News On Japan

AI Opens Doors for Midlife Career Shifts

TOKYO - AI specialist and IT critic Kazuhiro Ohara, who once transferred to a foreign company despite not being good at English, says that with the right use of AI it is now possible to base one’s career overseas even without strong language skills.

In the second part of the series ‘A Career From 47 for Troubled Adults,’ Ohara introduced his recommended methods for using AI more effectively at work.

He explained that even people who are not particularly interested in AI can benefit from it, starting with building their own “newspaper” on a favorite topic that few others know. Combining facts and opinions makes one’s expertise more persuasive. Discussing services such as ChatGPT, Anthropic’s Claude and Google’s Gemini, he noted that while their training data is based mainly on English, efforts are made to minimize bias by including Japanese and emerging-market perspectives available in English sources like Wikipedia. Nevertheless, he said, responses still tend to reflect Western values such as self-realization and individual choice, which can feel culturally distant to Japanese users.

Ohara pointed out that in Japan social expectations and lifetime employment norms make major career changes after the late forties psychologically and socially harder than in the United States, where rebuilding from scratch is often admired. In Japan, lowering one’s salary or starting over is still seen as shameful, whereas in America changing jobs is often congratulated.

However, he stressed that AI can smooth such transitions. He cited friends in programming and marketing who, while living in Japan and speaking no English, work for companies in high-salary markets such as the United States and Singapore. Because most tasks in those fields are digital, they can use AI to translate emails and other written communication, initially spending more time on translation but earning higher pay, then gradually improving efficiency as their English improves.
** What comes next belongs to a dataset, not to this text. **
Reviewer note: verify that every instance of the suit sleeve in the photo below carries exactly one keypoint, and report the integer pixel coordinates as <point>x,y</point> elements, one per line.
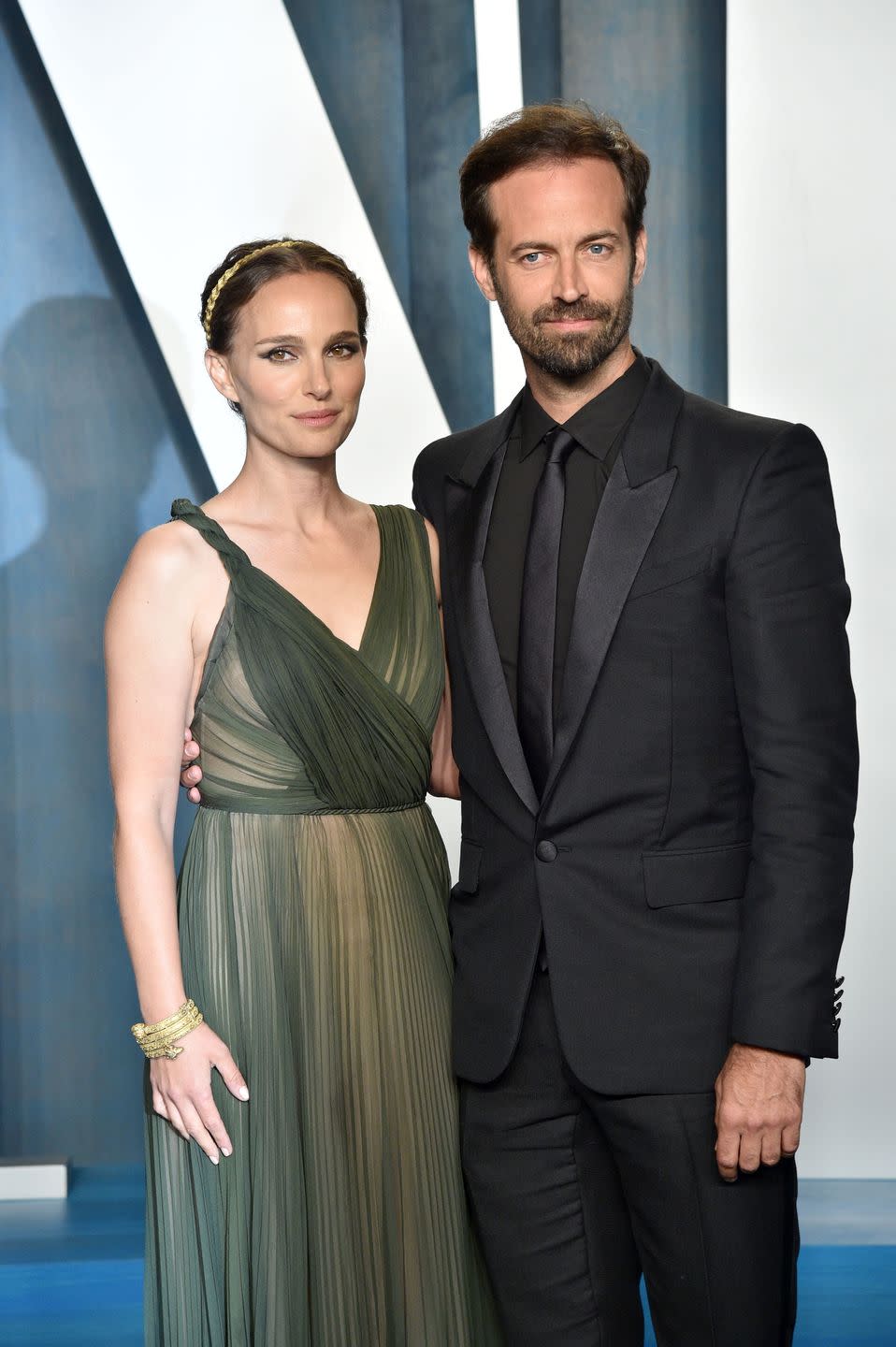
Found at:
<point>419,492</point>
<point>788,603</point>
Working remotely from places like Karuizawa, these Japanese professionals offer meticulous service and fine-tuned marketing adjustments that overseas clients value. Ohara argued that for some people lowering their domestic salary to take on overseas remote work with AI translation may actually be a strategic move. He advised alternating between changing industry and changing role, as he himself did in moving from consulting at McKinsey to projects at NTT DoCoMo and later to launching online media at Recruit, thereby accumulating both sectoral and functional expertise step by step.

Many of his own career moves began with long-term relationships built through past job searches, referrals from business partners or friends, and encounters that blossomed years later—such as when a former contact at Google invited him to join despite his weak English. “What is obvious to us may seem novel to them,” he said, urging readers to maintain ties even after turning down opportunities because “you never know when a connection will open a door.”

He concluded that while AI is set to become an essential partner, the real starting point for career change remains people and the curiosity they bring.